Lastly, starting in 2017 states are permitted to submit 1332 waivers requests, which like 1115 waivers allow states to experiment with coverage requirements and delivery but are specific to private health insurance and the marketplaces (rather than Medicaid). On March 13, 2017, Secretary Price sent a letter to the governors encouraging the use of 1332 waivers. Such waivers provide states with greater flexibility to shape their private markets including plan structure and marketplaces as insurance purchasing centers.
The Ryan White HIV/AIDS Program Will Likely Become Even More Important for People with HIV
The Ryan White HIV/AIDS Program is the federal health safety-net program providing primary HIV medical care, treatment, and support services for uninsured and underinsured people with the disease. Prior to the ACA, Ryan White supported about half of all people diagnosed with HIV and most already had some form of coverage (72% in 2013). Since the implementation of the major ACA reforms, the number of Ryan White clients has increased slightly and the share with coverage has also increased, suggesting that the program continues to play an important role in the lives of people with HIV regardless of insurance status.
For those who gained coverage in the private market or through Medicaid under the ACA, Ryan White has been able to fill in the gaps in coverage and provide critical support services not typically covered by traditional payers, such as case management, transportation, and extended provider visits. In addition, in 2015 nearly 30,000 people with HIV receive insurance purchasing assistance through the Ryan White Program, an activity that has increased under the ACA as people with HIV had greater and more affordable access to the private market., For those who did not gain new coverage – largely because they live in a state that has not expanded Medicaid – Ryan White continues to provide their primary HIV care and treatment.
Under an ACA repeal, coverage gains that have occurred as a result of the law through the Marketplaces and Medicaid expansion could be lost. It is likely that individuals who lose coverage would return to Ryan White to meet their full HIV care and treatment needs, but it is unclear whether the program would be able to absorb clients into traditional HIV care and treatment with existing resources and without resorting to waitlists (see Text Box: Lessons from History). Additionally, Ryan White is not an insurance program and covers only HIV related care so those who have gained insurance coverage and transition back to Ryan White exclusively would face losing access to coverage for other health conditions and emergency services. While the program would still be permitted to assist clients with the cost of insurance, the ability of Ryan White to do so as commonly as it does today without the ACA’s subsidies and rate setting protections is in question since by statute such arrangements must be cost-effective for the program.

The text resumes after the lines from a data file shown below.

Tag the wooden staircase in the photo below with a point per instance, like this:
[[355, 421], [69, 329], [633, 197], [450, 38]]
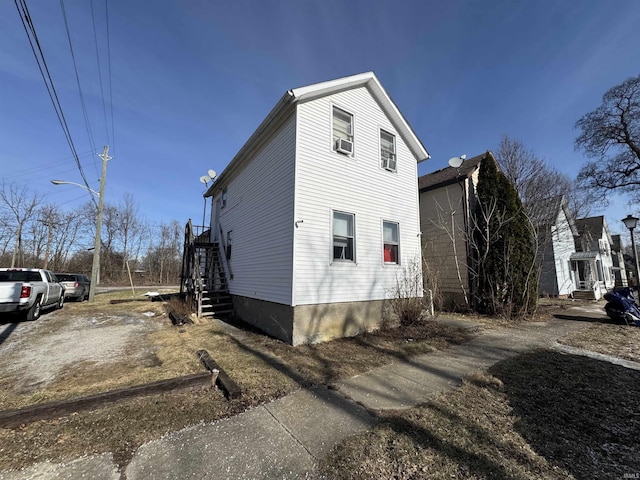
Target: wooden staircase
[[215, 298], [204, 277]]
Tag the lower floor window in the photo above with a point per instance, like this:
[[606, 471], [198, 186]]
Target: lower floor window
[[390, 240], [343, 236]]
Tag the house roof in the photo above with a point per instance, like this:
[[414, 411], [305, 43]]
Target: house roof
[[450, 175], [285, 106], [584, 255], [593, 227], [544, 213]]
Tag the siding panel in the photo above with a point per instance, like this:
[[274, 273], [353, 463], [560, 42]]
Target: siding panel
[[260, 212], [328, 181]]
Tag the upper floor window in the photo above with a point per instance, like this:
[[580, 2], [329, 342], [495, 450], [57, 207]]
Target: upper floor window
[[388, 151], [224, 197], [342, 131], [343, 236], [390, 241]]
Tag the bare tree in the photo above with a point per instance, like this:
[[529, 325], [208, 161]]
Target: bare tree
[[532, 177], [610, 136], [21, 205]]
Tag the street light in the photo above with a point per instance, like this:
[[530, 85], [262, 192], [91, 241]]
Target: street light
[[631, 222], [96, 246]]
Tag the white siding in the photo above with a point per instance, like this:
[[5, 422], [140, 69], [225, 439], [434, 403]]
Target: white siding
[[563, 247], [259, 210], [327, 181]]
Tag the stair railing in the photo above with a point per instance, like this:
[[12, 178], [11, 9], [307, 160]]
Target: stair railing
[[191, 280], [222, 248]]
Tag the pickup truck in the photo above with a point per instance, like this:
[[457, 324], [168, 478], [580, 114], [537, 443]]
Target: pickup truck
[[28, 290]]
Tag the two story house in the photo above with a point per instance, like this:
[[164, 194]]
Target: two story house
[[316, 218], [593, 263], [556, 231], [447, 205]]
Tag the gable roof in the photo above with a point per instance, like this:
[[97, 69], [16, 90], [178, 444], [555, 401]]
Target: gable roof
[[287, 103], [544, 213], [593, 227], [450, 175]]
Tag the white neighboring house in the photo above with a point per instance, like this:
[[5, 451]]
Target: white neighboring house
[[556, 231], [318, 213], [593, 263]]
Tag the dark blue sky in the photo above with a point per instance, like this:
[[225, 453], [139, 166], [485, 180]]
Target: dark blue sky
[[192, 79]]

In addition to the impact changes to the ACA would have on the program, the federal budget process also plays a critical role in the future of Ryan White. While the Trump Administration’s “budget blueprint” or so-called “skinny budget” calls Ryan White out as a priority safety net provider, it also proposes an 18% cut for HHS overall. It is yet to be seen whether the full budget (expected in May) will preserve current levels of funding or propose cuts to the program and ultimately, how Congress will finalize FY18 appropriations. If cuts are realized, the Ryan White Program may not be able to sustain existing levels of service provision, especially if more individuals seek assistance from a program with less funding.